Bad Rippoldsau-Schapbach

Kirchenchor sieht sich auf gutem Weg

von Wilfried Weis

Im Mittelpunkt der Versammlung des katholischen Kirchenchors St. Cyriak standen Berichte.

Bad Rippoldsau-Schapbach. Man sei stets bemüht,mit dem Bad Rippoldsauer Kirchenchor eine leistungsfähige Chorgemeinschaft aufrecht zu erhalten, sagte Vorsitzende Manuela Mayer. Ziel sei es, bei Hochfesten und anderen Anlässen aufzutreten. Sie erinnerte auch an die Reformabsichten "Pastoral 2030". Erzbischof Stephan Burger werde in den nächsten Jahren versuchen, die Kirche vor Ort massiv zu ändern. Jedenfalls, so ihr Fazit, funktioniere es noch ganz gut in der Seelsorgeeinheit Oberes Wolftal.

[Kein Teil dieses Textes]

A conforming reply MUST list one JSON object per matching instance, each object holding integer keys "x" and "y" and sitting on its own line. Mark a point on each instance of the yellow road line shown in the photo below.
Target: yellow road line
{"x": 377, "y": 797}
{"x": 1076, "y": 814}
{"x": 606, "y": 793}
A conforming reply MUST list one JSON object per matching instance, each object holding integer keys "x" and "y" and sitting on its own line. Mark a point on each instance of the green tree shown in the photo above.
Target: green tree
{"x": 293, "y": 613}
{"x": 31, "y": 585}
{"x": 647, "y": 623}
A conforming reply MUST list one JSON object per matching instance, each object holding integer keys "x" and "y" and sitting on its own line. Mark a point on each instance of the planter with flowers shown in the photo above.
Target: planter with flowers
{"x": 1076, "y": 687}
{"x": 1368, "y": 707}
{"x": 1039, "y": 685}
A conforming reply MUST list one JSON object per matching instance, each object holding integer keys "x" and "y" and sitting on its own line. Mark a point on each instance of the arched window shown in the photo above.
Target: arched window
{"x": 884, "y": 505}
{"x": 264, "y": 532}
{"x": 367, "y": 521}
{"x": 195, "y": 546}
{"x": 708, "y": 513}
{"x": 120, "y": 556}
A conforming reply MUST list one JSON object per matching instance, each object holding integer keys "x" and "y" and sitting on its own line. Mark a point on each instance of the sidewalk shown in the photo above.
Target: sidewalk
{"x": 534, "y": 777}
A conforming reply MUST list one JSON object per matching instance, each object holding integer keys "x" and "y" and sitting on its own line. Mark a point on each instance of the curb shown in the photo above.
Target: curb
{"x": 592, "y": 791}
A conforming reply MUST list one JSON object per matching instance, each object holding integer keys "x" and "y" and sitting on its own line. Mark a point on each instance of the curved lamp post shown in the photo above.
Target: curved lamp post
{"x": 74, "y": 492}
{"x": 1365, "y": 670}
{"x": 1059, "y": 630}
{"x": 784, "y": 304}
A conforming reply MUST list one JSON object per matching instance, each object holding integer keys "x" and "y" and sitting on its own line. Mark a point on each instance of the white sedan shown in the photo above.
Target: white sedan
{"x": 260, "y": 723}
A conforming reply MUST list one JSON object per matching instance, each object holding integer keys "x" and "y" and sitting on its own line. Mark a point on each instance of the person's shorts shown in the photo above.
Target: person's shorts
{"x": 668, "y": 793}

Der Schapbacher Kirchenchor traf sich 2018 zu 41 Proben, davon 15-mal in Bad Rippoldsau. 13-mal hat der Chor Gottesdienste musikalisch mitgestaltet. Der Chor zählt derzeit zehn Männer und 20 Frauen. 79 Fördermitglieder unterstützen den Chor. Mit Martin Heizmann kam im Dezember ein neuer Sänger im Bass dazu. Der Probenbesuch lag bei 80 Prozent. Das Durchschnittsalter des Schapbacher Chors stieg auf 64 Jahre. Die Vorsitzende dankte besonders Erich Bächle für seine jahrzehntelange hervorragende Pressearbeit. Krankheitsbedingt kann er diese Tätigkeit nun nicht mehr ausüben.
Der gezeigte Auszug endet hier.